A long distance has been covered between the very first printed edition (editio princeps) of Galen's works in Greek, the Aldine edition printed in Venice in 1525 by the famous printer ALDE MANUCE, and the last editions published in Berlin in the Corpus Medicorum Graecorum or in Paris in the " Collection des Universités de France ". On the BIU Santé web-site, the reader will find the main editions of the Galenic text, both the most decisive ones as well as the ones which more modestly contributed to its history. Now are directly accessible, available and downloadable the five in-folio volumes of the 1525 Aldine edition, as well as the edition due to the care of L. Fuchs, H. Gemusaeus and J. Cameriarius printed in Basel in 1538, (which essentially redoes the Aldine text, while at the same time correcting the most evident mistakes and errors), the ambitious edition of R. Chartier (Paris, 1679), (which was to provoke the ruin of the editor), and finally the already cited C. G. Kühn's edition (Leipzig, 1821-1833).
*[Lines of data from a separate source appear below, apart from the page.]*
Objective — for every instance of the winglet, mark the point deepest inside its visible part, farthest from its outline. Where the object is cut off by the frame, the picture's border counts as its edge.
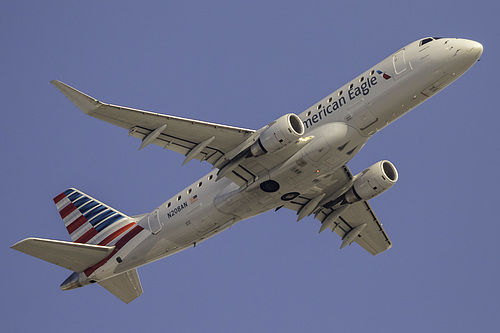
(84, 102)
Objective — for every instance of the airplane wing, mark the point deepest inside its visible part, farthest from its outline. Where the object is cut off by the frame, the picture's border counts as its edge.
(358, 223)
(195, 139)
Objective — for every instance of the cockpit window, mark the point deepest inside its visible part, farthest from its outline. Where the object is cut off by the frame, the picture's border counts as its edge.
(426, 40)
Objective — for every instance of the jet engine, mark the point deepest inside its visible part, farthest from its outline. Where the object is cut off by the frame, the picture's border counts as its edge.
(278, 134)
(375, 180)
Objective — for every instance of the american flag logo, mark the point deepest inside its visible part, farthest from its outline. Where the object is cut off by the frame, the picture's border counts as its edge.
(193, 199)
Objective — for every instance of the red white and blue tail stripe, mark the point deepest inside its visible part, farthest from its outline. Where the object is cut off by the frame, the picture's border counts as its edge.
(89, 220)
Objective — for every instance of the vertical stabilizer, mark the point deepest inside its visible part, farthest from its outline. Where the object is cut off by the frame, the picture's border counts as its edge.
(90, 221)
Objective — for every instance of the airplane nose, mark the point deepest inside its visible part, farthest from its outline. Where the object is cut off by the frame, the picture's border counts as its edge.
(474, 49)
(464, 53)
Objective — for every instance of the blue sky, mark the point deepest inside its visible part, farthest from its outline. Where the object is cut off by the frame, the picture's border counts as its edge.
(245, 64)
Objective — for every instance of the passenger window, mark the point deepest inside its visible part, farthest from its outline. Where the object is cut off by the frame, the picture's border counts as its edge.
(425, 41)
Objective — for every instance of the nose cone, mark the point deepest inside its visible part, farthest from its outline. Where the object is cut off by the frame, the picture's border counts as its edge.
(473, 49)
(465, 52)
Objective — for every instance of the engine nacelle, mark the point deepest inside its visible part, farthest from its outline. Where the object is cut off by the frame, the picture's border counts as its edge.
(373, 181)
(278, 134)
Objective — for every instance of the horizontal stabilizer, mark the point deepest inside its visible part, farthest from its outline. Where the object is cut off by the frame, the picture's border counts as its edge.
(73, 256)
(126, 286)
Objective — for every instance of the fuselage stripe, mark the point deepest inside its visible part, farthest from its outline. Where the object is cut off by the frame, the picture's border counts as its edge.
(115, 234)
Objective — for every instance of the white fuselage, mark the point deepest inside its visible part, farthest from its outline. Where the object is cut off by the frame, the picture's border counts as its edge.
(344, 120)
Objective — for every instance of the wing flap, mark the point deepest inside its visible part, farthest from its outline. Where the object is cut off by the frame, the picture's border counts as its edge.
(73, 256)
(373, 237)
(126, 286)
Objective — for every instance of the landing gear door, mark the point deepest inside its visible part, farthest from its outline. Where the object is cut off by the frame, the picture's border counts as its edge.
(399, 62)
(154, 222)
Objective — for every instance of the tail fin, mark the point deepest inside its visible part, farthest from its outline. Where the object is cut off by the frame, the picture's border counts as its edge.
(90, 221)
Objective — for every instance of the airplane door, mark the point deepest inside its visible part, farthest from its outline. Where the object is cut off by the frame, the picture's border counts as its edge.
(399, 62)
(154, 222)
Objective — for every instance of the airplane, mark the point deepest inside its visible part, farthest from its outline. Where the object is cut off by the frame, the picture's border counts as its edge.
(296, 162)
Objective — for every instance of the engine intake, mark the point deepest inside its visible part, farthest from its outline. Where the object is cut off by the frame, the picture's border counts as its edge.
(375, 180)
(278, 134)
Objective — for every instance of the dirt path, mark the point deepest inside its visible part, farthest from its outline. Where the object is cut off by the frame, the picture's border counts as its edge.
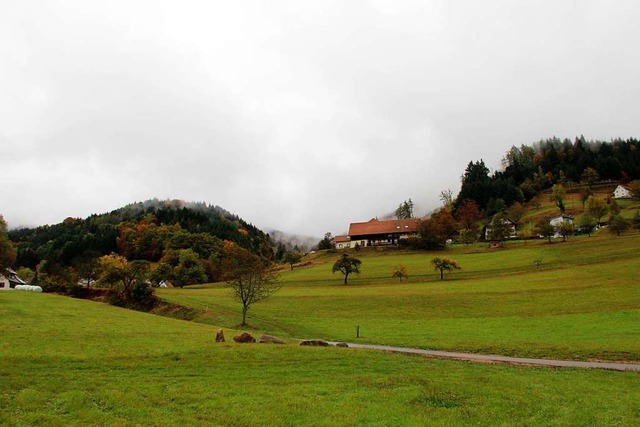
(487, 358)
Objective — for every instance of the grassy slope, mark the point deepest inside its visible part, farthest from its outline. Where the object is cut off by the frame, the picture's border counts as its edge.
(71, 362)
(583, 303)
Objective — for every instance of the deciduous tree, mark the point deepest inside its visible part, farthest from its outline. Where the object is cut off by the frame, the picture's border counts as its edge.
(589, 176)
(250, 278)
(405, 210)
(557, 196)
(444, 264)
(115, 270)
(7, 248)
(597, 208)
(346, 265)
(545, 229)
(516, 212)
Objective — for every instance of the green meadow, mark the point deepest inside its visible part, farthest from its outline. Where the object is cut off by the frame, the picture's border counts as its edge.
(583, 302)
(74, 362)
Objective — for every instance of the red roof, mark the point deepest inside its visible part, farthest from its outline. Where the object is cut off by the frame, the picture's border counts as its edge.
(374, 226)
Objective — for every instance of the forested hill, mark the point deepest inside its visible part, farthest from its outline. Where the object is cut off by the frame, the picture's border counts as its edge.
(139, 231)
(529, 169)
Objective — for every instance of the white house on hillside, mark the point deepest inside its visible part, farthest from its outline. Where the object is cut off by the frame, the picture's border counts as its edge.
(558, 221)
(10, 279)
(622, 192)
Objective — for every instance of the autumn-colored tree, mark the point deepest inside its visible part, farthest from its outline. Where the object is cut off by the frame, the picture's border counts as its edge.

The Latin editions have not been neglected given even more so that they sometimes preceded the Greek text. Such is the case of the relatively rare and hardly available Diomède Bonardus' edition (Venice, 1490) which gathers the ancient Latin translations from the antehumanist period, from Constantin the African, to Nicolas from Reggio, including the Toledo translators. Such is the case also of the editions from Giunta, regularly printed in the workshops of the Giunta family from Venice and which followed one another from the sixteenth century until the beginning of the seventeenth century. This is why for philological interest BIU Santé made a choice for the Giunta's edition of 1565. This edition, prepared and annotated by A. Gadaldini, good authority on Galen's works and remarkable scholar, can only but draw the attention of the philologist who will here regularly make important discoveries. The same logic was applied in making our choice for the edition published in Basel in 1549 by Froben, and which was prepared by the famous doctor from Zwickau, Janus Cornarius, who accomplished a good number of translations. Finally, the non-Hellenist, non-Latinist scholar will take advantage in consulting the choice of French translations from Ch. Daremberg: approximately ten Galenic treatises published in Paris in two volumes from 1854-1856.

If a reader wants more precise information or to check something selectively, he can now easily and quickly have an access to these different editions. It is not always easy to have these editions available for consultation in foreign or French libraries, therefore, one can only hope for the success of an undertaking destined to offer such precious aids.